In essence, although his screenplays might be as bombastic as bank heists and reimagined history, they are, in their own way, deeply personal. Hell, he even manages to squeeze his patently obvious foot fetish into each of them. This was a truth that he was happy to divulge in conversation with Charlie Rose when discussing the art of the screenplay.
“To me, all the movies are very personal when I look at them,” he said. “Now, I don’t mean that I’m some crook, but what I mean is like this group of friends will look at it and go, ‘Oh Quentin, I can’t believe you talked about that.’ This old girlfriend will go, ‘Oh Jeez, Quentin.’ You should be semi-embarrassed about certain people seeing your movie when you’re finished if you are working on a personal level.”
In other words, Tarantino’s old school chum who doesn’t believe in tipping was left red-faced when a drunken discussion wound up in Reservoir Dogs, and his ex-girlfriend who tried to get him to shut up for a second recognised herself in the Pulp Fiction moment where the ability to “shut the fuck up for a minute” was lauded with relieved praise.
These little personal moments fill Tarantino’s films with a sense of depth. After all, if you placed plots like Inglorious Basterds or Django Unchained in the wrong hands then they could come across as pretty hammy, but Tarantino embellishes them with a wealth of literary weight.

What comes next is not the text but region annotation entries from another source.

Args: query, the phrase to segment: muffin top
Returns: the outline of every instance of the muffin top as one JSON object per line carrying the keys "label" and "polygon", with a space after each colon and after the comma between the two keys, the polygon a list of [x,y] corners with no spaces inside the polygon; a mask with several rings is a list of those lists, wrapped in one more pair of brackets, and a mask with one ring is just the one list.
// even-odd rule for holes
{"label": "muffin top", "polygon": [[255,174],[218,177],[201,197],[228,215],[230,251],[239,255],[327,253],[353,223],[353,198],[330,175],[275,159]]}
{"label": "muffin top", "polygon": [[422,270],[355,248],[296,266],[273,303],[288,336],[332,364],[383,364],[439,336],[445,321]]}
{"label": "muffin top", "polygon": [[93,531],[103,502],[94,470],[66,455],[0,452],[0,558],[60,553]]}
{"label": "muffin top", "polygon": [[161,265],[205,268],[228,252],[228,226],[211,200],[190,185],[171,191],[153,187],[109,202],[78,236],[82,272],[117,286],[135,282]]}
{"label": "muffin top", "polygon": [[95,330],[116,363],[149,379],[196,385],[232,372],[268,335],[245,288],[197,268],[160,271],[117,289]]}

It is a hefty dollop of nuance that comes from his own life experience and while this might induce embarrassing moments, as far as he is concerned, if you’re not left blushing by your own screenplay then it isn’t worth its salt. “I don’t want to make that blanket a statement,” he says, “but I guess for me, [the work isn’t authentic if you’re not embarrassed by it], yeah.”
This embarrassment, he believes, is a sign that you have put a piece of individualism in the film. “You should have this little voice inside you saying, ‘Tell the truth, tell the truth, tell the truth’. Reveal a few secrets in here.” The truth for Tarantino is his life experience, “that’s the truth as I know it,” he says. That is the undeniable triumph of Tarantino—there is no doubt that he puts a portion of himself up on screen, even without the cameos, because if the credits were hidden from you, you’d still be able to spot a new Tarantino picture from a mile off.